Merci Joséphine de cette analyse fine ! J’essaie de répondre de mon mieux : « Une histoire sur le langage… » : parce que toutes les histoires sont d’abord du langage ; ça sonne un peu sentencieux, mais dans mes histoires il n’y a que des mots 🙂
« Un fond de tristesse » ? je ne sais pas ; enfin, sûrement,si tu y déniche cette tristesse. Peut-être, parce que dans cette histoire il n’y a que des mots (et, malheureusement, pas de vrais pirates avec des grands sabres courbes comme des virgules !)
« Sabres courbes comme des virgules » qui croisent mes points d’exclamation graciles comme des fleurets, j’aime contredire, donc j’ajouterai :
triste parce qu’il y a un naufrage bien réel du langage – même si je crois en tes personnages et en une issue heureuse ou disons pas trop piteuse !

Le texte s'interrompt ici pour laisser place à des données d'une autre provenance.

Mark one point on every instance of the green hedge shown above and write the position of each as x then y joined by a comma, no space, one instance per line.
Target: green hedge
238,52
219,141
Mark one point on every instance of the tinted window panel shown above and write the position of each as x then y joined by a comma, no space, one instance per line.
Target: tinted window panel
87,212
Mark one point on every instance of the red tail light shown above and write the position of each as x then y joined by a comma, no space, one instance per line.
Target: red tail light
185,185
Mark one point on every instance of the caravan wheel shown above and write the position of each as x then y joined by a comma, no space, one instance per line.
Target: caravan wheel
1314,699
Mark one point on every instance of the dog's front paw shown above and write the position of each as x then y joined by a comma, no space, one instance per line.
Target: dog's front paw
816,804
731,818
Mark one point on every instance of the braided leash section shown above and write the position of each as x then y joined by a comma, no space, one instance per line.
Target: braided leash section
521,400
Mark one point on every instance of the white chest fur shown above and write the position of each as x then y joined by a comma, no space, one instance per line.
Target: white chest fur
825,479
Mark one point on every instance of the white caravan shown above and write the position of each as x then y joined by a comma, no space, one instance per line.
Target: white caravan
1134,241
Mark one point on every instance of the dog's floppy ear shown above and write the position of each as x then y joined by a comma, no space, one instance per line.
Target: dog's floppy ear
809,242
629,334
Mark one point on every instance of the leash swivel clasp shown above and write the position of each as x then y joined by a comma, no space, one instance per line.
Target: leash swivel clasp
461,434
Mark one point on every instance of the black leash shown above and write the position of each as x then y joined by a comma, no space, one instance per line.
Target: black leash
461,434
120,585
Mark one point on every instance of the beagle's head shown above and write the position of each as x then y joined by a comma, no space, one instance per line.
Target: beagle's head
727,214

Mais je dois projeter ce que j’y lis 🙂 Voilà que je range mon fleuret, restons bons amis.
Un duel de ponctuation ? sabre de bois !
Le naufrage du langage ? Depuis le Déluge et Babel, il en a vu d’autres 🙂
Disons qu’il faut au moins faire semblant d’être optimiste.
Et puis je ne peux rien dire, mais je connais la fin (enfin, celle du feuilleton ! et puis je crois… parce que tant que ça n’est pas fini ça peut encore tanguer !
🙂
Le langage survivra ; (point virgule comme une main au crochet) mais le nôtre dans lequel je sens, aime, rêve, peut-être pas, c’est naturel mais un peu triste tout de même.
(je dis ce que je ne pense pas, mais fichtre on n’abandonne pas un duel comme ça)
Un duel ? à l’aube ? avec chapeau gibus, gants blancs et deux témoins chaque ? pas bon pour un paresseux 🙂
à la place, demain à l’aube, le 5e épisode du feuilleton !
Et donc un point de paix comme une poignée de main à notre conversation. 😉
Tout de même le point d’interrogation comme main au crochet ça aurait mieux fait… Bref !
Est-ce qu’ à l’oral tu as un discours aussi émaillé de trouvailles, de trésors ? Cela semble te venir spontanément !
Non, je ne parle pas comme ça ! Je ne me suis pas échappé d’un feuilleton de Rocambole 🙂 Mais c’est vrai que l’écriture (pour moi) c’est la vengeance de l’esprit de l’escalier : on peut revenir trois paragraphes en arrière pour placer une réplique imparable, pas comme dans la vraie ie !
Et puis dans ce feuilleton, j’empile les mots à coeur-joie, avec des pleins paquets d’adjectifs ronflants. Mais je peux écrire plus succinct. Enfin, j’essaierai.
La culture grammaticalo-historo-marino-bouquinière est aussi profonde que les strates qui recouvrent le vocabulaire éocénien-paléo-sidérien. C’est sidérant.
j’en reste coi. J’imagine que mes profs de grammaires aussi.